Apstra Server Clustering

By Mehdi Abdelouahab posted 12-09-2023 00:00

Recommend

How Apstra clustering works with respect to Off-box agents and Probe processing units

Introduction

The Juniper Apstra standard implementation model is based on one virtual machine, a deployment model sufficient for most use cases. However, in some situations driven either by scale or by the need for computationally intensive processing, it is required to scale out Apstra functions to maintain linear performance. From an architecture perspective, the Apstra application is designed to scale horizontally. That is achieved via Apstra clustering, which is a multi-VM deployment model where some functions can be extracted out of the main Apstra VM to be executed on multiple VMs in a true scale-out fashion where the user can add capacity as needed.

The elements that can benefit from Apstra clustering mechanisms are:

Off-box agents
Probe processing units

This document covers how Apstra clustering works with respect to these two features. What is not part of this document is any aspect related to High-Availability or fault tolerance of the Apstra server. That is a different topic, outside of the notion of Apstra cluster, and details can be found in the Apstra User Guide (see the Useful Links section for a hyperlink).

This document was originally written by Mehdi Abdelouahab in 2020 and updated by Adam Grochowski in 2023.

Operating the Cluster

Anatomy of an Apstra Cluster

An Apstra Cluster is a group of virtual machines with two roles:

One controller VM
Multiple worker VMs

Enabling Apstra Server Clustering does not affect how the user interacts with Apstra itself. UI and API interaction will remain on the primary (controller) Apstra VM. This also includes all interaction with the probes and associated probe output, as well as viewing anomalies within the dashboard.

Setting Up the Apstra Cluster

The software package for a Worker VM is the same one used to install a regular Apstra VM. To create an Apstra cluster composed of N worker nodes, deploy N+1 instances of Apstra servers, each running as different VMs.
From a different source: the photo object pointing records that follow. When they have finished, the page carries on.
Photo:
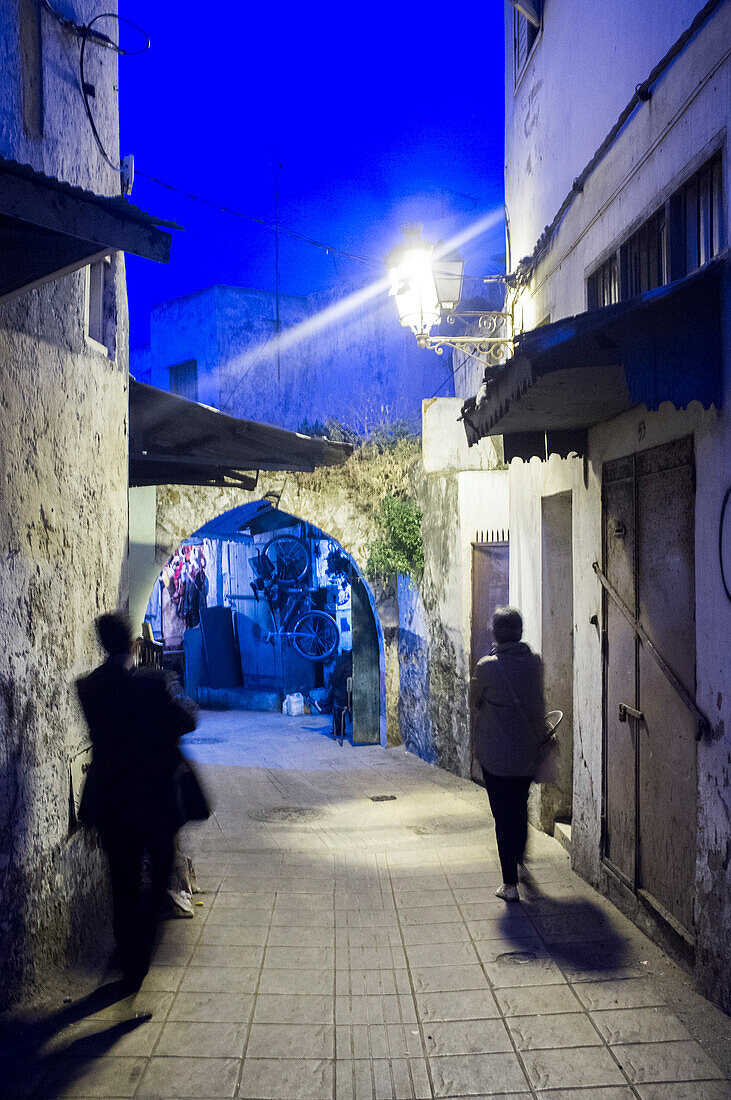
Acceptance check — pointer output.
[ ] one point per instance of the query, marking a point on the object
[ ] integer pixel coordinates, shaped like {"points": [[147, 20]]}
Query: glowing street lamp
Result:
{"points": [[413, 285], [428, 287]]}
Use the same OVA file for all servers regardless of the role you plan to assign to each member VM. Before enabling the cluster, all VMs are identical. Only upon the configuration of the cluster will a difference be noticed between the member VMs based on their role. The most notable difference is that only the Controller VM will have a UI enabled. The Controller VM it is the entry point for the management of the entire cluster, and all worker VMs will have their UI disabled. The same is true for APIs, where the controller node will be the central location for API endpoints, including any operation related to a specific worker node. This also facilitates monitoring aspects of the cluster and individual nodes.

Requirements for setting up a cluster:

The same Apstra version must be used across the entire cluster.
The virtual machines need standard IPv4 connectivity between them.
There are no requirements for a shared file system between VMs, such as NFS.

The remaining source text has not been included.